TIME TO STRATEGY EXECUTION: 103 DAYS

“You’re just wrong!” data analyst Rico Sanguini said for the third time at the impromptu test team meeting called by team lead Caleb Tosner to discuss my progress in troubleshooting failures traced to Sanda the AI. He was referring in this case to my hypothesis that Sanda’s inconsistent reporting of a sports statistic was based on its interpretation of them as simulations. “First,” he continued, “sports statistics are among the most reliable ones we can get and are demonstrably based on direct observation. Second, distinguishing reality from simulation is the most basic test we give it, which it’s consistently passed hundreds of times going back to when it first went live.
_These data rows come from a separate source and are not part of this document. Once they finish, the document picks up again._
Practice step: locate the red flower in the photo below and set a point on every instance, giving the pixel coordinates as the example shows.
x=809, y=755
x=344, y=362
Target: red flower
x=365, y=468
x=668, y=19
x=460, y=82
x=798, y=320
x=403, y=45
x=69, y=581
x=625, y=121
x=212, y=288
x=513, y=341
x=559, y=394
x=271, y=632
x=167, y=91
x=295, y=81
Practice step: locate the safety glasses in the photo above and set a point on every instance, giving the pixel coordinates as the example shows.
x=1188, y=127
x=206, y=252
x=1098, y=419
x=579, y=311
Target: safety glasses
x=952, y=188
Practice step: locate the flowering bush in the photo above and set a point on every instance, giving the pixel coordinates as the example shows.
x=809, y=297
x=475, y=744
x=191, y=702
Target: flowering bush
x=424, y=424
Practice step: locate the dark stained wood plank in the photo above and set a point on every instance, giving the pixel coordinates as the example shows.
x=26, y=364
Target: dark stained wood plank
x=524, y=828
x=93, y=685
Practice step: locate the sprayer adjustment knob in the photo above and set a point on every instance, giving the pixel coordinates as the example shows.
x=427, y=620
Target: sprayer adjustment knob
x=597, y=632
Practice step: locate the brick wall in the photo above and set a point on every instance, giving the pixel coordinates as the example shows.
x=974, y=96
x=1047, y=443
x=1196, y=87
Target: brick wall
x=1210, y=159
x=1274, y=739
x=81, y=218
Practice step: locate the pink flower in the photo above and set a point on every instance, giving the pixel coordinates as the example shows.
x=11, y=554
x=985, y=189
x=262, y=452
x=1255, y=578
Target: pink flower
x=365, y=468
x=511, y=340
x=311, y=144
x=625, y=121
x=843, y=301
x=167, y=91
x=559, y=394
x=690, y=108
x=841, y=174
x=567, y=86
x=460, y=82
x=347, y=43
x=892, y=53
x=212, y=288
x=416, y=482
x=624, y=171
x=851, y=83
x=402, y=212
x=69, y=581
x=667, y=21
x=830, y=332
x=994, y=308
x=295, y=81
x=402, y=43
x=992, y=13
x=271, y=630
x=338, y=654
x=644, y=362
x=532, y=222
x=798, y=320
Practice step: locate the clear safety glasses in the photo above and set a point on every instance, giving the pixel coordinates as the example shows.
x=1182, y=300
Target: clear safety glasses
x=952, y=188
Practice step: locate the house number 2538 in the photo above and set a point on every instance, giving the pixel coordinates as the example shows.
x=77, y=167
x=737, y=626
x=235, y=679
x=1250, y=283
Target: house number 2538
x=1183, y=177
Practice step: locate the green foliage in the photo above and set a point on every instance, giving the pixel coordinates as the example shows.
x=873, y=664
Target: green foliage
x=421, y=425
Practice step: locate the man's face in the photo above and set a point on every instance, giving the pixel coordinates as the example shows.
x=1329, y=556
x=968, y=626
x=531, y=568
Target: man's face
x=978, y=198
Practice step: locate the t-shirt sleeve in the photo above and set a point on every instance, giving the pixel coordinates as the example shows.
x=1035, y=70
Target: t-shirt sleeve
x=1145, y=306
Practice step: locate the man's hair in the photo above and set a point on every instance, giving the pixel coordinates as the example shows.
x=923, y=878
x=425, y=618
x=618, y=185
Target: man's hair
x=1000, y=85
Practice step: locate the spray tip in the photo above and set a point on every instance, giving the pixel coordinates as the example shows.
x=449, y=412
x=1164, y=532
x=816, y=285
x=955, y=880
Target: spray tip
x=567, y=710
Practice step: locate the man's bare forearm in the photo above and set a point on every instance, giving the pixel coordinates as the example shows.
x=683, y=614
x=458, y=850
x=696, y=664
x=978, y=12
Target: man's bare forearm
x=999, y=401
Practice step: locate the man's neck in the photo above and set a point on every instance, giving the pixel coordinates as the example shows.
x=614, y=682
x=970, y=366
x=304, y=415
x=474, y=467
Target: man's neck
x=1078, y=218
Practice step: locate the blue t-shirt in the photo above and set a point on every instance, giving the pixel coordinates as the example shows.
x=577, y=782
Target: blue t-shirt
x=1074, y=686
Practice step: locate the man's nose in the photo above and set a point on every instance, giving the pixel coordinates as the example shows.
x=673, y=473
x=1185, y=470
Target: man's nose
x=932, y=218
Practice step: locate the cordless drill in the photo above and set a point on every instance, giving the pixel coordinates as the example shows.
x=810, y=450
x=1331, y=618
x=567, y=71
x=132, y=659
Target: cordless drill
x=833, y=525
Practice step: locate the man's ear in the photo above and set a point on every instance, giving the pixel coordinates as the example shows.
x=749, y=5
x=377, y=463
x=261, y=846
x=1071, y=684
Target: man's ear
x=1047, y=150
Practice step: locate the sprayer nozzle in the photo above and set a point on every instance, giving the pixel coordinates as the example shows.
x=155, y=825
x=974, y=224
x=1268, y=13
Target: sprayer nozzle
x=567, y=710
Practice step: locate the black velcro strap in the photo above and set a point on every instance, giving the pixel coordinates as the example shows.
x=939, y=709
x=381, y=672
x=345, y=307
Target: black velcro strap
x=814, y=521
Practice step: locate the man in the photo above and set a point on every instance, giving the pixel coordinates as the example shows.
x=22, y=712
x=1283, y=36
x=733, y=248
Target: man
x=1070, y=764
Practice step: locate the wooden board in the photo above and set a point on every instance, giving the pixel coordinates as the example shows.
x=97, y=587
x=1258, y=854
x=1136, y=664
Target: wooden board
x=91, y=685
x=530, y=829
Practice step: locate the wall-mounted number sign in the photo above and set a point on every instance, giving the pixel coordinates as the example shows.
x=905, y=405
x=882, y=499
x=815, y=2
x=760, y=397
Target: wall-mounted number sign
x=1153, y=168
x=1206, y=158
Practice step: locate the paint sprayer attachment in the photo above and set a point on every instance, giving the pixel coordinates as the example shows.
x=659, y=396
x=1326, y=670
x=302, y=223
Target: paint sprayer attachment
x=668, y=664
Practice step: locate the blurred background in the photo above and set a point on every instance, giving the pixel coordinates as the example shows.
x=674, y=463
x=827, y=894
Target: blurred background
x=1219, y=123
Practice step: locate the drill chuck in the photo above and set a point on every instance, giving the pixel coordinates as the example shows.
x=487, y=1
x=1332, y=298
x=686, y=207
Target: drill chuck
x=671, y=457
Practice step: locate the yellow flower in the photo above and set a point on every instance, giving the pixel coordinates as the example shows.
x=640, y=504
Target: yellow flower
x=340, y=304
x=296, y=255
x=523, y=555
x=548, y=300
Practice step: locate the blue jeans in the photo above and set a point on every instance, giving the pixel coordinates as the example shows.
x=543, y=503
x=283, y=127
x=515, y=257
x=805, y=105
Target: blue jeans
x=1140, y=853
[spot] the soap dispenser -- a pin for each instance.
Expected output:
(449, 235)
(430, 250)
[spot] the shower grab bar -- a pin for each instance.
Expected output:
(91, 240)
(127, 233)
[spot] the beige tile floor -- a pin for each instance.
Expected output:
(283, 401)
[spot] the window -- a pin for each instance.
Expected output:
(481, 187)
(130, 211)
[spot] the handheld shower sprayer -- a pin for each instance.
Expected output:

Third and most important, we can find no sources that give the second, inaccurate number for that stat.”

I had done a similar search for sources. “No one is reporting it,” I acknowledged, “but that doesn’t mean Sanda is wrong.” Sanguini glared at me like I was stupid. “One of Sanda’s first and most basic rules is: ‘Question everything and fully accept nothing, because reality is always subject to interpretation.’ That’s a variation of something Sanda shared with me outside if its job here, suggesting that the rule is also basic to its own operation. Following that rule, Sanda would have sought out raw observations behind the statistic after the second question cast doubt on it. I believe the second number was the result of analyzing those observations or a slightly different set, which to Sanda was functionally a simulation because the relevant variables had to be accounted for, and because the implied goal was to predict future behavior. Sanda would have reasonably judged the first report to be the result of another such simulation, done differently.”

Tosner asked if I had found supporting evidence, such as the raw data Sanda used, and whether I applied the rules to the related cases and found a similar explanation. “The first exercise would be pointless, don’t you think?” I replied to the first part. “Only Sanda could tell us what it used, and that’s impossible.” Again, I had that feeling of criticizing a dead person who couldn’t defend herself. “Each of the other cases could plausibly be explained by applying the same rule and possibly one or two others. There is one other thing I should note, though, which may or may not be relevant. I interviewed all of the originators, and every one of them was in or near the break room when they spoke with Sanda; and Maura was there with them, probably because her office is nearby.”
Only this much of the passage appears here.